Stupid SNMP trap design worked around in OpenNMS

Not too long ago, I was tasked to implement notifications triggered by SNMP traps sent to OpenNMS from a telephone system. Every time I had to do a task like this I felt like it was more or less a pain in the ass, but this thing was definitely the worst …

In addition to the actual telephone business, the device also was connected to a bunch of electrical contacts in doors, smoke and water detectors and the like so it could send traps for those kinds of events, too.

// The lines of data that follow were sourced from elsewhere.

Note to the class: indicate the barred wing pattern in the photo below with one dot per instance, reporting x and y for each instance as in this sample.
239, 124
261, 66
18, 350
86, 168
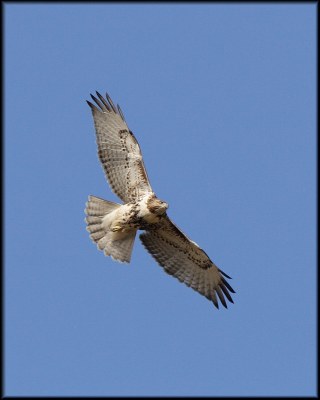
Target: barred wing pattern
118, 151
185, 260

The MIB for the device implemented exactly 2 traps (read: two), a so called “spontaneous alarm” and a “q3 alarm”. The spontaneous alarm was triggered whenever one of the electrical contacts disconnected or connected and the q3 was for telephone business not working as expected. Each trap had a parameter indicating the severity, a couple of parameters holding information about the actual event the device wanted to inform about and one parameter holding an ever increasing device-internal notificationId.

The problem was, the exact same spontaneous alarm trap OID could indicate a resolved minor event like an open door to the storage room or a new hazardous event like fire in the server room.

So the first task was to decide whether a trap held a “problem” or an “ok”. This was rather easyily done by configuring a varbind filter on the severity parameter like

<varbind>
<vbnumber>4</vbnumber>
<vbvalue>~[01234]</vbvalue>
</varbind> 

for the “problem” events and

<varbind>
<vbnumber>4</vbnumber>
<vbvalue>5</vbvalue>
</varbind> 

for the “ok” events.

Whether the trap corresponded to a minor or major event was only visible through a “line” parameter, which was also matchable with a varbind filter after I had received a list of what was connected to which line. There were like a dozen “minor” lines which could be implemented like this:

<varbind>
<vbnumber>9</vbnumber>
<vbvalue>~.*(A|B|C|D|E|F|G|H|I|J|K|L|M).*</vbvalue>
</varbind> 

Any other line than those meant that something serious was wrong. So there was one event definition with the varbind mentioned above and another one without it.

By now, from only 2 traps, we already have 6 events:

  1. spontaneousAlarmsMinor
  2. spontaneousAlarmsMinorOkay
  3. spontaneousAlarmsMajor
  4. spontaneousAlarmsMajorOkay
  5. q3Alarm
  6. q3AlarmOkay

Technically, the small number of electrical connector lines corresponding to minor events could have been split into individual events, but due to the fact that there were like a hundred other lines that were connected to some kind of considered “important” thingy, I wasn’t too keen on splitting it up any further. Plus: They tended to put new things there rather regularly, so there had to be something that catched any “line” and I decided to stick with these 6.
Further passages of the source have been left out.